# What age should i move my RD fry?



## meedee1209 (Dec 23, 2010)

Hi i currently have a second lot of Red devil fry, the first lot day 3 i moved with a net, all seemed well..... all was not well.. bye bye fish

now im wondering when is the safest age/week to move the red devil fry from the tank from their parents with a small net into a smaller tank?

or should i just leave the 150+ red devil fry in with the seperated perants?
(they got nasty to eachother week 1+ so we separated them and now share the fry amongst themselfs.... some being with the suspected father most with suspected mother (gender unknown)

Thanks =)


----------



## TheFishGuy (Apr 21, 2005)

They will raise fry untill they are ready to spawn again. As for removing fry I remove half the spawn a few days after they become free swimming. It's all about feeding. You need to feed newly hatched brine shrimp or decapsulated brine shrimp eggs. Small fry are very hungry all the time!


----------



## meedee1209 (Dec 23, 2010)

How do you suggest removing them? as the last time i removed them with a net they were all found dead the next day....

and what do they do with the fry when they're ready to spawn again? eat them?


----------



## TheFishGuy (Apr 21, 2005)

Yes, they will eat them.

Was the fry tank filled with water from the main tank? Was it cycled?

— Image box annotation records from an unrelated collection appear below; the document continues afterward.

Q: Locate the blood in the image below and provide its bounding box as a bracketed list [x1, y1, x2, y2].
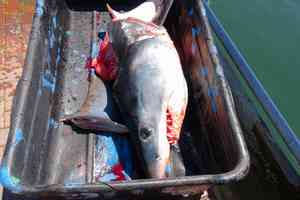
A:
[166, 106, 185, 144]
[111, 164, 126, 181]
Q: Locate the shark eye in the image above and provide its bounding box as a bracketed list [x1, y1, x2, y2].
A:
[140, 128, 152, 140]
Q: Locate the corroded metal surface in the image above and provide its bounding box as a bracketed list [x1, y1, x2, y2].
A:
[0, 0, 34, 142]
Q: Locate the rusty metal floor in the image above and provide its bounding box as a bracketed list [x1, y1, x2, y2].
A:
[0, 0, 35, 197]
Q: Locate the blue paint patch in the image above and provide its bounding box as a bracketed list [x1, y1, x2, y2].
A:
[36, 0, 45, 17]
[208, 88, 218, 113]
[38, 87, 42, 96]
[0, 166, 22, 192]
[165, 163, 172, 176]
[192, 27, 202, 37]
[201, 67, 208, 77]
[52, 16, 57, 29]
[42, 71, 55, 92]
[14, 128, 24, 145]
[55, 48, 60, 66]
[65, 31, 72, 37]
[47, 46, 52, 67]
[99, 173, 117, 182]
[48, 28, 55, 49]
[192, 41, 198, 55]
[48, 118, 59, 129]
[92, 42, 99, 58]
[188, 8, 194, 17]
[96, 133, 133, 181]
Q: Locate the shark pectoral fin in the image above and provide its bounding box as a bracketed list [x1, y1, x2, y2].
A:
[91, 117, 129, 134]
[59, 112, 82, 122]
[60, 112, 129, 133]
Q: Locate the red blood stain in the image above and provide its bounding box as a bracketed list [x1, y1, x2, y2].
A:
[111, 164, 126, 181]
[166, 105, 186, 144]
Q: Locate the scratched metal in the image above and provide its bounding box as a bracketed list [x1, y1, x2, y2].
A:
[0, 0, 34, 133]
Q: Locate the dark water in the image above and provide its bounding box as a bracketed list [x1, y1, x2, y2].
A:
[210, 0, 300, 136]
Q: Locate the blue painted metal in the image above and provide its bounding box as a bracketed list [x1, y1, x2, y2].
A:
[203, 0, 300, 164]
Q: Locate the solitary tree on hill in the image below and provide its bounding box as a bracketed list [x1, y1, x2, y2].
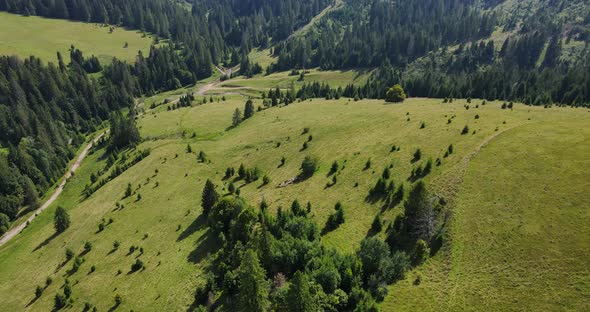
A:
[232, 108, 242, 127]
[244, 99, 254, 120]
[385, 84, 406, 103]
[237, 250, 270, 311]
[201, 179, 219, 214]
[54, 206, 70, 233]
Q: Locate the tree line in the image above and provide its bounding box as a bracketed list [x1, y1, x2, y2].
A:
[0, 52, 133, 230]
[193, 180, 446, 311]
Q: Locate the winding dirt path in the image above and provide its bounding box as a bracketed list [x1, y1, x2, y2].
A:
[0, 130, 108, 246]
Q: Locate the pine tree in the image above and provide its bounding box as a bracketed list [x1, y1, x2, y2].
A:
[237, 249, 270, 311]
[244, 99, 254, 120]
[201, 179, 219, 214]
[232, 108, 242, 127]
[287, 271, 319, 312]
[53, 206, 70, 233]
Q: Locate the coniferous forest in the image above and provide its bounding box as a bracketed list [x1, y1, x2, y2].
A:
[0, 0, 590, 311]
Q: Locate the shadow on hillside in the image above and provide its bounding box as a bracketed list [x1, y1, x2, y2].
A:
[33, 232, 59, 252]
[187, 230, 220, 264]
[176, 214, 207, 242]
[109, 303, 119, 312]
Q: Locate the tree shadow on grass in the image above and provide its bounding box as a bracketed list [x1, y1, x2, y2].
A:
[33, 232, 59, 252]
[25, 296, 40, 308]
[187, 230, 221, 264]
[176, 214, 207, 242]
[109, 303, 120, 312]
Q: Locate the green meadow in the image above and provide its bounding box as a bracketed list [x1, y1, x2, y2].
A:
[0, 12, 153, 63]
[383, 115, 590, 311]
[0, 87, 590, 311]
[221, 69, 370, 91]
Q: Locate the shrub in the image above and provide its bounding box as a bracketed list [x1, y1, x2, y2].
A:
[412, 239, 430, 265]
[53, 206, 70, 233]
[197, 151, 207, 162]
[64, 281, 72, 298]
[131, 259, 145, 272]
[280, 156, 287, 167]
[328, 160, 339, 175]
[299, 156, 319, 179]
[412, 148, 422, 162]
[53, 294, 68, 310]
[35, 286, 43, 298]
[66, 248, 74, 261]
[324, 202, 344, 232]
[371, 213, 383, 233]
[115, 294, 123, 306]
[461, 126, 469, 135]
[385, 84, 406, 103]
[124, 183, 133, 198]
[301, 142, 307, 151]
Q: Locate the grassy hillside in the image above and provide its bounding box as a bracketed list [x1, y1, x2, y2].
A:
[0, 12, 152, 63]
[384, 111, 590, 311]
[221, 69, 369, 91]
[0, 89, 590, 311]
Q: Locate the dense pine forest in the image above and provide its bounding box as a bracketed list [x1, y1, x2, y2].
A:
[0, 0, 590, 311]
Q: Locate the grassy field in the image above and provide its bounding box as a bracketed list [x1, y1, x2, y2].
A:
[0, 91, 590, 311]
[0, 12, 153, 63]
[221, 69, 369, 91]
[384, 109, 590, 311]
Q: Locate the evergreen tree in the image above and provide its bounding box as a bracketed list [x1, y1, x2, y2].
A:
[244, 99, 254, 120]
[201, 179, 219, 214]
[385, 84, 406, 103]
[237, 249, 270, 311]
[287, 271, 319, 312]
[53, 206, 70, 233]
[232, 108, 242, 127]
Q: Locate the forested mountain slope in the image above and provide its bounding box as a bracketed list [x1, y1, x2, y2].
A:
[0, 0, 590, 311]
[274, 0, 590, 105]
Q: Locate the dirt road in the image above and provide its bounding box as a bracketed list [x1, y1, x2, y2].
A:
[0, 132, 106, 246]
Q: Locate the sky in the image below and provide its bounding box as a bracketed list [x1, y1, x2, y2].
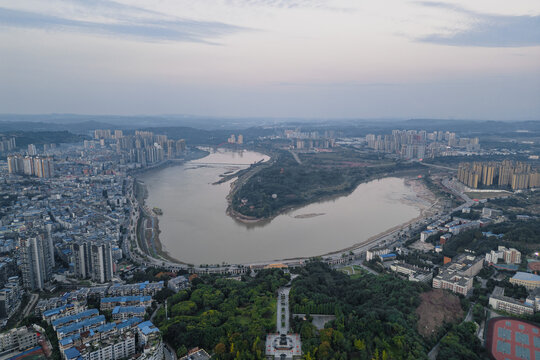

A net works or a siphon for removing fry.


----------



## smitty (May 7, 2004)

I would leave them with the mother for as long as she protects and cares for them.


----------



## homerl (Jan 6, 2009)

I left my synspilum/red devil fry with there parents when there were 300 strong,forgot to mention there is two of the biggest red bellied piranhas you have ever seen(posted pictures in many forums).There are still at least 75 young ones ranging in size from 1"-4".
Don't always believe that leaving them with the parents they will be gone,on the contrary I believe I have now at least two generations since the first ones were born.
The problem is I won't sell or give them away because I do not want a cross strain into the system,it doesn't help anyone.
I only feed one time in the morning and that is very limited,but mom ,dad,and the piranhas because of the size of the young ones now cannot control the population on there own(really never could because of the amount).Cleaning is a job on it's own.Good luck :thumb:


----------